Marines at Memphis who knew of my scheme advised against it: It will take far longer than you think, plus too many pervs on the road. “You’ll be AWOL,” they warned.

Yet here I am, hitching three thousand miles with orders to war and a firm deadline to reach Camp Pendleton. Regimented since age seven by infallible nuns and now the hard-ass Corps, I hitch because I’m drawn to. . . what? Uncertainty? Risk? Choice?

I still don’t know. The only bohemian influence I’d experienced was Maynard G. Krebs’ beatnik character on the Dobie Gillis TV show. Hadn’t yet heard of Kerouac, who likely was on my religion’s Index Librorum Prohibitorum of banned authors, along with Voltaire, Rosseau, Descartes, Milton, Locke, Copernicus, Galilei, Pascal, Gibbon, Spinoza.

Whatever the inspiration, the samaritans I’m meeting are indelible. “Lunch was hours ago but Kat is always prepared to fatten guests.”

“I don’t eat much, ma’am, so please don’t go to trouble.”

We aren’t seated long at the large white enamel-top table before Kat is placing before us mashed potatoes, sauerkraut, buttered corn, crisp biscuits to die for, and slices of cold ham topped with warm pineapple sauce.

“Milk or ice tea, Joe?” Elsie says.

“Milk is fine, thank you.”

Elsie dines a bit with me although I think she does so to put me at ease.

“Wish I could say I taught Kat all she knows about cooking, but her skills far exceed mine.”

“Nonsense,” Kat says. “Living up to Mom’s standards is how I became interested in cooking. It runs in our family.”

“The pineapple-with-raisins sauce is entirely Kat’s creation, Joe,” Elsie says. “I learned it from her, among other things.”

“This is only the second time I’ve tried ham with pineapple sauce,” I say, “and yours is better by far, Kat. I was at Memphis for training as a jet-engine mechanic. All trainees must serve two weeks on mess duty, dawn to dusk, seven days weekly.”

“I’ve heard horror stories about mess duty from friends who were in the Navy,” Kat says.
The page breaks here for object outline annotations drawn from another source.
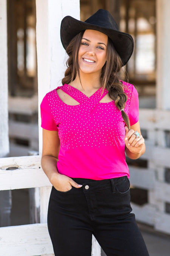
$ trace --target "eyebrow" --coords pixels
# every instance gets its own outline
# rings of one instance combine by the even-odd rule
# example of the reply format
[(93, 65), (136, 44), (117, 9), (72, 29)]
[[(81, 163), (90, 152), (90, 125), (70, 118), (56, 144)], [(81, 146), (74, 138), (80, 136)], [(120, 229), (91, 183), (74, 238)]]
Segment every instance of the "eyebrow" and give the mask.
[[(82, 38), (82, 39), (84, 39), (85, 40), (86, 40), (88, 42), (91, 42), (91, 41), (90, 40), (88, 40), (88, 39), (87, 39), (87, 38)], [(104, 44), (104, 43), (102, 43), (102, 42), (98, 42), (97, 43), (98, 44), (104, 44), (105, 46), (106, 46), (106, 47), (107, 47), (107, 46), (105, 44)]]

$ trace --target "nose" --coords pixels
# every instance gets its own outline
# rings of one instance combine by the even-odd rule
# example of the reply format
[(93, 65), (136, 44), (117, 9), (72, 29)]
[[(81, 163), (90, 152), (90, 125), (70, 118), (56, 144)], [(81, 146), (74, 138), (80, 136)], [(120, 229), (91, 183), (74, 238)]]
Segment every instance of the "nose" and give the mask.
[(90, 56), (94, 56), (94, 47), (93, 46), (89, 46), (88, 47), (87, 54)]

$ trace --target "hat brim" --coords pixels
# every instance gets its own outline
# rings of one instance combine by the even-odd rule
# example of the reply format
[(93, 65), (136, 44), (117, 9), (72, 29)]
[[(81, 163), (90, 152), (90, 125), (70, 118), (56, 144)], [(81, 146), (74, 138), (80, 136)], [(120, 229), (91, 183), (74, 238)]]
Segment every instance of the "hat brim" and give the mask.
[(127, 63), (134, 48), (133, 39), (130, 35), (81, 21), (71, 16), (65, 17), (61, 24), (61, 40), (64, 49), (66, 49), (76, 35), (87, 29), (97, 30), (107, 35), (113, 42), (115, 49), (122, 60), (123, 66)]

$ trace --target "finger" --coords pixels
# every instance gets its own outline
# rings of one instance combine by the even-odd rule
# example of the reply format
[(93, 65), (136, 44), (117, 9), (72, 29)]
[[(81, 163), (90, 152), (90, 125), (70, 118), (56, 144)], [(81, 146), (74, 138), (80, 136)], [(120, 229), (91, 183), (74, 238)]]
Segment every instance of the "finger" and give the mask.
[[(127, 128), (128, 129), (128, 128)], [(127, 130), (126, 129), (126, 131), (127, 131)], [(132, 129), (130, 129), (129, 130), (127, 133), (126, 134), (125, 137), (125, 141), (127, 141), (128, 140), (129, 140), (131, 136), (134, 134), (134, 132), (133, 130)], [(135, 135), (136, 137), (136, 135)]]
[(74, 187), (75, 188), (79, 188), (80, 187), (81, 187), (82, 186), (82, 185), (80, 185), (80, 184), (77, 184), (76, 182), (75, 182), (73, 180), (71, 179), (71, 180), (70, 182), (70, 184), (71, 184), (73, 187)]
[(129, 131), (129, 129), (128, 129), (128, 127), (127, 126), (125, 127), (125, 130), (126, 131), (126, 134), (125, 135), (125, 140), (127, 140), (128, 139), (127, 138), (127, 134), (128, 133), (128, 132)]
[(139, 140), (138, 142), (137, 142), (135, 145), (134, 145), (134, 147), (135, 148), (138, 148), (139, 146), (141, 145), (143, 145), (145, 143), (145, 140), (142, 137), (141, 139)]
[(137, 138), (136, 135), (133, 133), (128, 140), (128, 146), (130, 145), (132, 146), (134, 146), (139, 140), (140, 138), (141, 137), (138, 137)]
[[(130, 139), (129, 140), (128, 143), (128, 145), (130, 146), (131, 147), (134, 147), (135, 146), (135, 145), (136, 144), (139, 142), (139, 141), (141, 141), (141, 138), (136, 138), (136, 135), (135, 135), (135, 138), (133, 140), (133, 140), (133, 135), (131, 137)], [(138, 143), (138, 145), (139, 145), (140, 143)]]

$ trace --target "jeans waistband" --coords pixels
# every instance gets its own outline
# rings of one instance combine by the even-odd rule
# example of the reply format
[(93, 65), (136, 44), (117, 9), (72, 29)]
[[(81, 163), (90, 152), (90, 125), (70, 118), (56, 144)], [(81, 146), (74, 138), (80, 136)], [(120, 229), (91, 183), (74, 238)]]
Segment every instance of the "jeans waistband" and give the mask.
[(113, 178), (100, 181), (81, 178), (71, 178), (73, 181), (74, 181), (78, 184), (82, 185), (83, 188), (85, 188), (86, 186), (87, 185), (88, 185), (90, 190), (101, 190), (110, 187), (111, 186), (113, 193), (115, 192), (115, 185), (127, 178), (127, 176), (118, 178)]

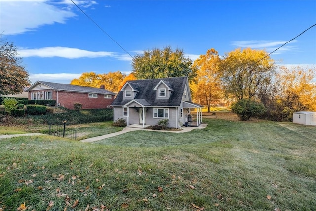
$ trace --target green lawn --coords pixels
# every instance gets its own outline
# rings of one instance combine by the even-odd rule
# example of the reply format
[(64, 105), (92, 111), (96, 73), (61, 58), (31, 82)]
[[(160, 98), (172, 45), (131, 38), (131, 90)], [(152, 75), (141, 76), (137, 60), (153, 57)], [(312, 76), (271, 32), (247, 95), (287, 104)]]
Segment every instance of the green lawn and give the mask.
[(0, 140), (0, 208), (316, 210), (316, 127), (204, 121), (206, 129), (187, 133), (135, 131), (94, 144)]

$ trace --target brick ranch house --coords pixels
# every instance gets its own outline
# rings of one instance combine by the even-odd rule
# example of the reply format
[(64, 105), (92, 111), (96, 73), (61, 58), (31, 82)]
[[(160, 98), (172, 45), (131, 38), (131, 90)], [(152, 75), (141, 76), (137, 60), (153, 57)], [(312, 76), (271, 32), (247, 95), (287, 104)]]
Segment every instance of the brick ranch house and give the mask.
[(116, 94), (104, 89), (38, 81), (28, 88), (29, 100), (54, 100), (56, 106), (74, 109), (74, 103), (82, 109), (110, 107)]

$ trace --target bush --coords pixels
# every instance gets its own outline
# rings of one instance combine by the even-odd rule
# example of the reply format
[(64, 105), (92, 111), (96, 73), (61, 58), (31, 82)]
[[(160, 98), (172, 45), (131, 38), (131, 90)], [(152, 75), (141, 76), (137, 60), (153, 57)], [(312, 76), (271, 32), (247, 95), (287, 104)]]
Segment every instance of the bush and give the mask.
[(161, 130), (162, 129), (162, 126), (159, 125), (155, 125), (152, 127), (152, 129), (155, 130)]
[(4, 109), (8, 113), (8, 114), (11, 115), (12, 112), (16, 109), (18, 101), (14, 98), (5, 97), (3, 98), (2, 103), (2, 105), (4, 106)]
[(40, 105), (27, 105), (26, 112), (31, 115), (38, 115), (46, 113), (46, 106)]
[(162, 129), (166, 129), (169, 119), (162, 119), (158, 121), (158, 125), (161, 126)]
[(15, 109), (13, 110), (12, 114), (15, 116), (21, 117), (24, 115), (25, 111), (24, 109)]
[[(18, 102), (19, 101), (18, 100)], [(18, 105), (16, 106), (16, 108), (18, 109), (24, 109), (24, 104), (18, 104)]]
[(125, 127), (127, 124), (126, 123), (126, 121), (125, 119), (119, 118), (113, 124), (113, 126), (117, 127)]
[(249, 99), (242, 99), (232, 105), (232, 111), (237, 114), (241, 120), (248, 120), (266, 111), (263, 104)]
[(74, 108), (76, 110), (81, 110), (82, 108), (82, 104), (80, 103), (74, 103)]

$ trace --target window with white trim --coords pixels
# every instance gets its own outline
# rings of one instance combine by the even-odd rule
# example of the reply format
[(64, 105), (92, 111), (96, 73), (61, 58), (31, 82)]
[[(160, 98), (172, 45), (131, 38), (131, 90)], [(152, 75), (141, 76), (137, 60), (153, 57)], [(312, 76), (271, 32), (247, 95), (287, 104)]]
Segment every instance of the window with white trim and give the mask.
[(45, 92), (45, 99), (51, 100), (53, 99), (53, 92), (46, 91)]
[(123, 117), (127, 117), (128, 116), (128, 109), (127, 107), (123, 108)]
[(154, 108), (154, 118), (169, 118), (168, 108)]
[(132, 96), (132, 90), (125, 90), (125, 96), (126, 97), (131, 97)]
[(31, 100), (39, 100), (39, 99), (40, 99), (40, 94), (39, 93), (39, 92), (31, 93)]
[(165, 97), (166, 96), (166, 92), (167, 89), (165, 88), (159, 88), (159, 97)]

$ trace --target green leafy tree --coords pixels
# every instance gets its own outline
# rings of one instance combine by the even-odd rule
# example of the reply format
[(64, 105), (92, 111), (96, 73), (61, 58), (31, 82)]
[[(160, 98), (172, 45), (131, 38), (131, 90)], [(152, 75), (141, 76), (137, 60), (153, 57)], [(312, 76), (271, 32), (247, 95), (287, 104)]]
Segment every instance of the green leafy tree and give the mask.
[(192, 82), (197, 76), (197, 69), (183, 51), (173, 51), (170, 46), (145, 51), (133, 58), (132, 65), (133, 73), (139, 79), (188, 76)]
[(18, 101), (14, 98), (5, 97), (3, 99), (2, 105), (4, 106), (4, 109), (9, 115), (11, 115), (13, 111), (17, 107)]
[(13, 42), (3, 42), (0, 37), (0, 95), (16, 94), (30, 85), (29, 74), (21, 65)]
[(250, 48), (226, 54), (219, 65), (226, 94), (238, 100), (254, 99), (274, 74), (274, 61), (267, 55), (264, 50)]
[(241, 99), (232, 105), (232, 111), (237, 114), (241, 120), (258, 117), (266, 111), (263, 104), (250, 99)]

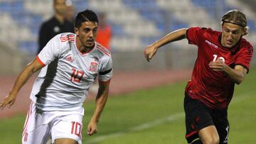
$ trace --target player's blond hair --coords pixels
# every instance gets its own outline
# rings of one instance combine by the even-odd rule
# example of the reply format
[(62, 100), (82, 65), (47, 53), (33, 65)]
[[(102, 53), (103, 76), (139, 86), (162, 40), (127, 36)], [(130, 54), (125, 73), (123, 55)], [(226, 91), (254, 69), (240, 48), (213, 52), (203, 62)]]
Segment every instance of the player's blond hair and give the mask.
[(248, 34), (249, 27), (247, 26), (246, 16), (238, 10), (235, 9), (226, 12), (221, 18), (221, 24), (223, 25), (224, 23), (238, 25), (243, 28), (244, 35)]

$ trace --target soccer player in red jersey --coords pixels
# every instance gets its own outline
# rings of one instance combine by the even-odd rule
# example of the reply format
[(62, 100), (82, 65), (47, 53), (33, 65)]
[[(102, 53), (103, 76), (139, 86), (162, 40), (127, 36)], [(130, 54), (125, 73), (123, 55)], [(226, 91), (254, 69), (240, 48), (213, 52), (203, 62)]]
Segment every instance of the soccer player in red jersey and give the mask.
[(144, 50), (149, 60), (157, 50), (187, 38), (198, 46), (191, 79), (185, 89), (184, 109), (188, 143), (228, 143), (228, 106), (235, 84), (248, 73), (252, 46), (242, 36), (247, 34), (246, 16), (238, 10), (225, 13), (222, 32), (193, 27), (175, 31)]

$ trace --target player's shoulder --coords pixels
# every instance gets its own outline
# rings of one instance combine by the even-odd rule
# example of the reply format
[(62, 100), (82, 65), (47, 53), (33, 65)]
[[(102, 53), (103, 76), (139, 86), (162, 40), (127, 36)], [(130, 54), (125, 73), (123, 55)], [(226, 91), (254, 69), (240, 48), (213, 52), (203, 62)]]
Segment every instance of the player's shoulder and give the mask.
[(242, 38), (240, 45), (240, 48), (246, 48), (250, 52), (253, 52), (253, 46), (245, 38)]
[(61, 43), (73, 43), (75, 42), (75, 34), (73, 33), (63, 33), (58, 35), (59, 40)]
[(191, 27), (188, 29), (188, 31), (191, 31), (194, 33), (196, 33), (198, 34), (210, 34), (210, 35), (215, 35), (218, 34), (219, 32), (213, 30), (211, 28), (206, 28), (206, 27)]
[(96, 50), (101, 53), (102, 56), (111, 57), (111, 52), (109, 50), (105, 48), (103, 45), (100, 45), (99, 43), (95, 42)]

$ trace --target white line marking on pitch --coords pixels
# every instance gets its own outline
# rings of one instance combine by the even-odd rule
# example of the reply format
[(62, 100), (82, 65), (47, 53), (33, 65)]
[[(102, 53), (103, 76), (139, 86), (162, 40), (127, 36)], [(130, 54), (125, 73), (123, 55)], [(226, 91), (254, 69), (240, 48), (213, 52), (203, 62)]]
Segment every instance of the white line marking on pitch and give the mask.
[[(234, 104), (239, 103), (240, 101), (244, 101), (245, 99), (246, 99), (250, 96), (251, 93), (252, 93), (252, 92), (248, 92), (248, 93), (246, 93), (244, 94), (240, 94), (240, 95), (235, 96), (233, 97), (233, 100), (231, 101), (231, 104)], [(92, 143), (95, 143), (97, 142), (100, 142), (100, 141), (105, 140), (107, 138), (117, 137), (117, 136), (119, 136), (119, 135), (125, 134), (125, 133), (146, 130), (146, 129), (152, 128), (154, 126), (161, 125), (163, 123), (169, 123), (169, 122), (178, 120), (178, 119), (181, 119), (181, 118), (183, 118), (184, 116), (185, 116), (184, 112), (177, 113), (171, 115), (170, 116), (168, 116), (168, 117), (166, 117), (166, 118), (164, 118), (161, 119), (158, 119), (156, 121), (151, 121), (149, 123), (143, 123), (142, 125), (139, 125), (137, 126), (129, 128), (128, 130), (126, 130), (126, 131), (119, 131), (119, 132), (116, 132), (116, 133), (112, 133), (110, 134), (106, 134), (106, 135), (97, 136), (97, 138), (95, 138), (94, 139), (86, 141), (86, 143), (92, 144)]]
[(161, 124), (163, 124), (165, 123), (169, 123), (169, 122), (177, 120), (177, 119), (180, 119), (183, 117), (184, 117), (184, 113), (183, 113), (183, 112), (177, 113), (176, 114), (171, 115), (170, 116), (168, 116), (168, 117), (166, 117), (166, 118), (164, 118), (161, 119), (159, 119), (159, 120), (154, 121), (151, 121), (149, 123), (144, 123), (142, 125), (139, 125), (137, 126), (129, 128), (127, 131), (123, 131), (107, 134), (107, 135), (101, 135), (101, 136), (97, 136), (96, 138), (94, 138), (91, 140), (87, 141), (87, 143), (88, 143), (88, 144), (94, 143), (96, 142), (102, 141), (107, 138), (119, 136), (120, 135), (122, 135), (124, 133), (143, 131), (143, 130), (148, 129), (149, 128), (151, 128), (151, 127), (154, 127), (156, 126), (159, 126), (159, 125), (161, 125)]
“One day after lunch,” I continue, “they marched my barracks to the base infirmary to have hands checked for cuts or sores that would keep us from kitchen work. As we shuffled past a corpsman with our hands out, he checks both sides of mine and says, ‘Pus discharge around his fingernails. Disqualified. Step out of line.’

“What he saw,” I say, “were the remains of pineapple sauce I’d had for lunch. Was so good over ham, my fingers got messed.”

“Hah! I hope my sauce brings you such good luck,” Kat says. Her smile makes me feel like I’m with kin.

Elsie tells me of two local men who’d gone to Vietnam: one was KIA, the other’s still there.

“Did your father want you to join the Marines, Joe?” Kat asks from across the kitchen, where she’s dicing celery atop a thick-legged wood chopping block. She isn’t as lean as Elsie but is no less direct.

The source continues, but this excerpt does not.